With school in full swing, parents are signing the inevitable permission slips and forms covering everything from field trips to after school care.
However, for parents of children with special needs, the forms they encounter are likely written in a way that few could comprehend.
That’s the finding of a recent University of Central Florida study that examined the readability of the procedural safeguards forms that are part of the Individuals with Disabilities Education Act (IDEA). The act outlines the rights parents have when it comes to their children’s education and the responsibilities the schools have to provide services.
The study results were recently published in the journal Language, Speech, and Hearing Services in Schools.
UCF researcher Richard Zraick, a professor in UCF’s School of Communication Sciences and Disorders, Sara Gray, a graduate of the school, and Samuel Atcherson, a professor at the University of Arkansas for Medical Sciences, examined the forms given to parents of students considered for or receiving special education services.
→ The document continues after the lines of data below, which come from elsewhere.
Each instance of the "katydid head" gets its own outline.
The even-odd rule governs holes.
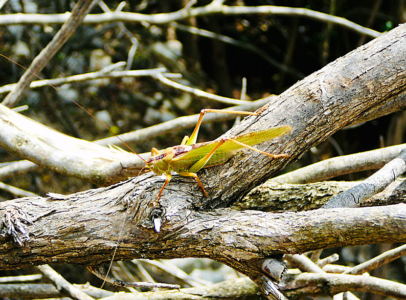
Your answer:
[[[161,153],[150,157],[145,161],[147,167],[158,175],[170,171],[169,162],[175,156],[173,147],[169,147]]]

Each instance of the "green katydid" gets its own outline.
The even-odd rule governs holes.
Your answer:
[[[4,56],[1,53],[0,53],[0,56],[5,57],[27,70],[24,67]],[[39,76],[36,75],[36,74],[34,74],[34,75],[41,80],[45,81]],[[60,92],[57,88],[51,85],[50,85]],[[117,137],[117,135],[112,132],[107,126],[97,120],[93,115],[87,111],[87,110],[79,104],[77,103],[68,96],[66,95],[65,96],[77,104],[79,107],[86,111],[89,114],[96,119],[103,126],[109,130],[114,135]],[[203,194],[205,196],[207,196],[207,193],[196,173],[202,168],[211,167],[225,162],[228,158],[234,155],[236,153],[241,151],[244,148],[256,151],[273,158],[278,158],[280,157],[288,158],[290,157],[290,155],[287,154],[280,153],[273,154],[265,152],[252,147],[253,145],[285,134],[291,130],[292,128],[289,126],[272,127],[248,133],[240,134],[230,138],[223,138],[214,141],[196,143],[199,129],[200,128],[203,116],[206,112],[222,112],[257,116],[262,112],[262,110],[260,110],[257,112],[252,112],[250,111],[225,110],[222,109],[203,109],[201,111],[198,122],[190,137],[186,136],[183,138],[180,145],[169,147],[161,151],[153,148],[151,150],[151,156],[146,160],[144,160],[127,145],[125,143],[123,142],[134,153],[138,155],[141,159],[144,160],[146,168],[158,175],[162,174],[166,175],[166,178],[165,183],[159,192],[157,199],[154,202],[154,205],[158,205],[158,200],[160,198],[165,187],[171,179],[171,171],[172,171],[182,176],[194,177],[202,189]],[[119,137],[117,137],[121,140]],[[160,230],[161,222],[160,218],[154,217],[153,221],[156,231],[159,232]],[[123,226],[124,220],[122,227]],[[121,236],[121,233],[120,235]],[[117,245],[116,246],[113,254],[113,258],[112,259],[112,263],[110,264],[109,271],[111,267],[119,240],[120,236],[119,236],[118,240],[117,240]],[[105,281],[108,277],[109,271],[107,271],[105,275],[104,278]]]
[[[237,152],[247,148],[273,158],[290,157],[285,154],[273,154],[252,147],[282,135],[292,129],[289,126],[272,127],[259,131],[245,133],[231,138],[223,138],[210,142],[196,143],[197,135],[203,116],[206,112],[223,112],[256,116],[260,112],[223,109],[202,109],[195,129],[188,137],[184,138],[180,145],[168,147],[159,151],[156,148],[151,150],[151,156],[145,161],[146,167],[158,175],[165,174],[166,179],[159,191],[157,201],[159,199],[165,187],[171,180],[171,171],[181,176],[194,177],[206,196],[207,194],[196,172],[207,168],[225,162]],[[156,203],[157,202],[156,202]]]
[[[27,70],[24,66],[1,53],[0,53],[0,56]],[[36,74],[33,73],[32,74],[41,80],[46,82]],[[57,91],[61,92],[57,87],[49,83],[48,84]],[[62,93],[63,94],[63,93]],[[203,194],[207,196],[207,192],[196,172],[203,168],[211,167],[225,162],[231,156],[234,155],[236,152],[241,151],[244,148],[256,151],[273,158],[290,157],[290,155],[285,153],[273,154],[252,147],[253,145],[285,134],[292,129],[292,128],[289,126],[272,127],[248,133],[240,134],[230,138],[223,138],[210,142],[196,143],[199,129],[200,128],[203,116],[206,112],[221,112],[257,116],[263,110],[260,110],[257,112],[252,112],[240,110],[205,109],[202,109],[201,111],[199,120],[190,137],[185,136],[180,145],[169,147],[161,151],[156,148],[152,148],[151,156],[148,159],[145,160],[90,112],[86,110],[74,100],[65,95],[65,94],[63,94],[94,118],[102,125],[121,141],[132,152],[145,161],[146,168],[158,175],[165,174],[166,175],[166,178],[165,182],[159,192],[157,199],[154,202],[154,206],[158,205],[158,200],[160,198],[165,187],[170,180],[172,171],[174,171],[181,176],[194,177],[202,189]],[[160,224],[156,224],[155,227],[157,231],[159,232],[159,225]]]

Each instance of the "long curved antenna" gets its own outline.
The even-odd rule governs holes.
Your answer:
[[[82,108],[82,109],[83,109],[85,111],[86,111],[86,112],[87,112],[87,113],[88,113],[88,114],[89,114],[89,115],[90,115],[90,116],[91,116],[93,117],[93,119],[94,119],[94,120],[96,120],[96,121],[97,121],[98,122],[99,122],[99,123],[100,123],[100,124],[101,124],[101,125],[102,125],[103,127],[104,127],[104,128],[106,128],[107,130],[108,130],[109,131],[110,131],[110,132],[111,132],[111,133],[112,133],[113,135],[114,135],[115,137],[116,137],[116,138],[118,138],[119,140],[120,140],[121,141],[121,142],[122,142],[123,144],[124,144],[124,145],[125,145],[127,147],[127,148],[128,148],[129,149],[130,149],[130,150],[131,151],[131,152],[132,152],[133,153],[134,153],[136,155],[137,155],[138,157],[139,157],[140,158],[141,158],[141,159],[142,159],[142,160],[143,160],[144,161],[145,161],[145,159],[144,159],[142,157],[141,157],[141,156],[140,156],[140,155],[139,155],[139,154],[138,154],[137,152],[136,152],[135,151],[134,151],[134,150],[133,150],[131,148],[131,147],[130,147],[129,146],[128,146],[128,145],[127,145],[127,144],[125,143],[125,142],[124,142],[124,141],[123,141],[123,140],[122,140],[121,139],[120,139],[120,138],[118,137],[118,135],[117,135],[117,134],[116,134],[115,133],[114,133],[114,132],[113,132],[113,131],[112,131],[112,130],[111,130],[110,128],[109,128],[107,127],[107,125],[106,125],[104,123],[103,123],[103,122],[101,122],[100,120],[99,120],[98,119],[97,119],[96,117],[95,117],[94,116],[93,116],[93,115],[91,114],[91,112],[90,112],[89,110],[88,110],[87,109],[86,109],[86,108],[85,108],[85,107],[84,107],[83,106],[82,106],[81,105],[80,105],[80,104],[79,104],[79,103],[78,103],[77,102],[76,102],[75,100],[73,100],[73,99],[72,99],[71,98],[70,98],[70,97],[69,97],[68,95],[67,95],[66,94],[64,93],[62,91],[61,91],[60,89],[59,89],[59,88],[57,88],[57,87],[56,87],[56,86],[53,86],[52,85],[51,85],[51,84],[50,84],[49,83],[47,82],[47,81],[46,81],[45,79],[44,79],[43,78],[42,78],[40,77],[40,76],[39,76],[38,75],[37,75],[36,74],[35,74],[35,73],[33,73],[33,72],[31,72],[31,71],[29,70],[28,69],[27,69],[27,68],[26,68],[25,67],[24,67],[23,65],[22,65],[21,64],[19,64],[18,63],[17,63],[17,62],[15,62],[15,61],[13,61],[13,60],[12,60],[11,58],[9,58],[7,57],[7,56],[5,56],[5,55],[3,55],[3,54],[2,54],[1,53],[0,53],[0,56],[2,56],[2,57],[4,57],[4,58],[6,58],[6,59],[8,59],[8,60],[9,61],[10,61],[10,62],[12,62],[13,63],[14,63],[14,64],[17,64],[17,65],[19,65],[19,66],[21,66],[22,68],[23,68],[23,69],[24,69],[24,70],[26,70],[26,71],[28,71],[28,72],[29,72],[30,73],[31,73],[32,75],[33,75],[34,76],[35,76],[35,77],[36,77],[37,78],[38,78],[39,79],[40,79],[40,80],[42,80],[42,81],[43,81],[43,82],[44,82],[45,83],[46,83],[46,84],[47,84],[48,85],[49,85],[49,86],[52,86],[52,87],[53,87],[53,88],[54,88],[56,90],[57,90],[57,91],[58,91],[58,92],[59,92],[60,93],[61,93],[62,95],[63,95],[64,96],[65,96],[65,97],[66,97],[69,100],[70,100],[70,101],[71,101],[72,102],[73,102],[73,103],[74,103],[75,104],[76,104],[77,106],[78,106],[79,107],[80,107],[81,108]]]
Part of the IDEA federal law requires that schools identify students who may have disabilities and may be eligible to receive special education. These disabilities could include autism; hearing, sight; speech and language impairments; learning disabilities, orthopedic impairments and more.
Out of the four parts of the IDEA, the researchers examined one of the eight subparts of Part B, the procedural safeguards, which outlines the rights of students and parents and options for handling any disagreements.
These include parents’ rights to access their child’s student records and ask that they be amended, participate in meetings about their child and rights to be notified.
They looked at the safeguard forms for all 50 states, the District of Columbia and for the U.S. Department of Education’s template for the forms, of which the state forms are largely based. For each of these, they examined 30 samples of text from three sections that were present in all.
Using four different readability tests, they found none of the documents they examined were written below an 11th grade reading level.
“Most of them were written at a level that would require a master’s degree or higher to comprehend,” Zraick said.
This is despite that The Plain Writing Act of 2010 mandates that government agencies communicate in a way that is easy for the public to understand.
Furthermore, the U.S. Department of Education’s National Center for Education Statistics reports that about 20 percent of U.S. adults, or 43 million people, have low literacy skills, meaning they aren’t able to compare and contrast information, paraphrase or make low-level inferences.
A previous study of the safeguard forms made before the passage of the Plain Writing Act had similarly found the documents to be written at a level that would require at least a bachelor’s degree to comprehend.
In the current study, Florida’s forms were found to be some of the hardest to read compared to other states, such as New Jersey, Alaska, and Massachusetts, that were found to be some of the easiest.
Zraick said solutions to the readability problem could include writing the forms in plainer language as well as recognizing the difficulty of these forms ahead of time so that school officials can help parents comprehend them.
This comprehension not only protects students and parents but could also help prevent schools from being faced with lawsuits charging that a parent signed a document without being able to fully understand what it is saying.
The researchers got the idea for the study from previous experiences in schools with the forms and from others who said the language may be written at too high of a level.
Zraick received his doctorate in speech and hearing science from Arizona State University, and his master’s degree in speech and hearing science and bachelor’s degree in psychology from the University of Arizona. He joined UCF in 2014, and has a secondary appointment as a professor in the Department of Clinical Sciences in UCF’s College of Medicine in addition to his professorship in the School of Communication Sciences and Disorders in the College of Health Professions and Sciences.